Sofiane Feghouli gives Algeria a star to pin hopes on

The French-born Valencia attacking midfielder is one of the causes for hope at the 2014 World Cup for Algeria's 'Desert Foxes'.
Sofiane Feghouli shown with his club, Valencia, during a La Liga match in 2012. Alberto Saiz / AP
Sofiane Feghouli shown with his club, Valencia, during a La Liga match in 2012. Alberto Saiz / AP

It took the persuasive skills of three leading Algerian football figures to convince Sofiane Feghouli that his international career lay with the ‘Desert Foxes’ rather than France.

The 24-year-old right-side attacking midfielder, born in France to Algerian parents, had represented his country of birth at under-18 and under-21 levels.

And then senior national coach Raymond Domenech short-listed Feghouli for a 2008 friendly against Uruguay, but did not include him in the final squad.

The footballer, who made his senior debut at 17 for Grenoble, was also on the radar of Algerian officials seeking France-born footballers with ties to the north African state.

Then national team captain Yazid Mansouri and coach Rabah Saadane contacted Feghouli by telephone, and the task of ‘selling’ Algeria to him began.

Fortunately, the campaign to woo the now Valencia footballer coincided with a resurgence of the ‘Foxes’ after decades spent largely in the doldrums.

They qualified for the World Cup in 2010 after a 24-year absence from the global showpiece and held England between narrow losses to Slovenia and the United States.

But Algeria exited the tournament in South Africa without scoring, and the need for more creative footballers had assumed an air of desperation.

Enter Mohamed Raouraoua, the Algerian Football Federation president who also serves on African body CAF and world body Fifa.

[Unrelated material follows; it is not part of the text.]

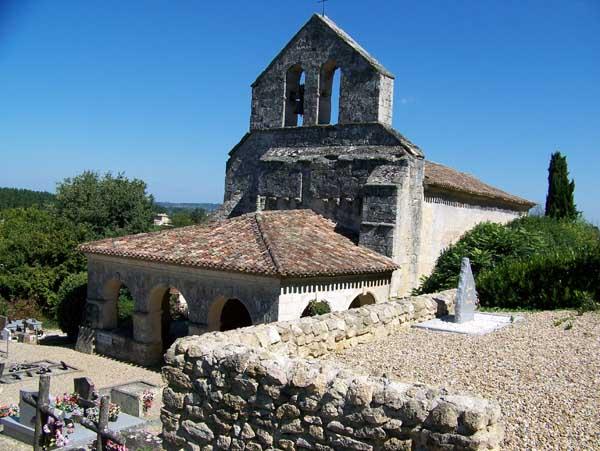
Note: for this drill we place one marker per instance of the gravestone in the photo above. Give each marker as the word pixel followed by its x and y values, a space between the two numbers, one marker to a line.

He met Feghouli and a deal was done – Feghouli would play for the ‘Desert Foxes’ at senior level rather than compete for a place in the ‘Les Bleus’ line-up.

“My life-long dream was to play for Algeria – it is the country I consider home as my family comes from there,” he told Algerian reporters.

“I am proud to defend the Algerian colours and everyone going to the World Cup feels the same. We are looking forward to the challenges.”

Algeria are considered outsiders in Group H with Belgium, Russia and South Korea expected to slug it out for two second-round places.

Feghouli begs to differ.

“We will not be under the same intense pressure as our rivals. Obviously, it will not be easy, but we believe a knockout-stage place is a realistic goal.”

He has won 17 caps, scored five goals, and is widely regarded as one of the stars, if not the star, of the Brazil-bound squad.

Coach Vahid Halilhodzic emphasises the collective efforts of the team over any individual and refuses to be drawn on the value of Feghouli.

“Some of my players possess genuine quality and there are a couple capable of taking Brazil by storm,” said the Bosnian at a pre-tournament coaches’ get-together.

“However, the strength of the squad lies in its collective spirit. Other African countries have stars like Didier Drogba and Samuel Eto’o. Our star is the team.”

Watching Feghouli in a Europa League semi-final against Sevilla can only have raised the anxiety levels of the Belgians, Koreans and Russians.

Unlike many internationals, he can use either foot to deadly effect. He also moves constantly and scored the opening goal in a 3-1 win from a central striker position.

Add blistering pace, instant ball control, and dribbling skills that could induce dizziness among rivals and you have a star, whatever his coach might say.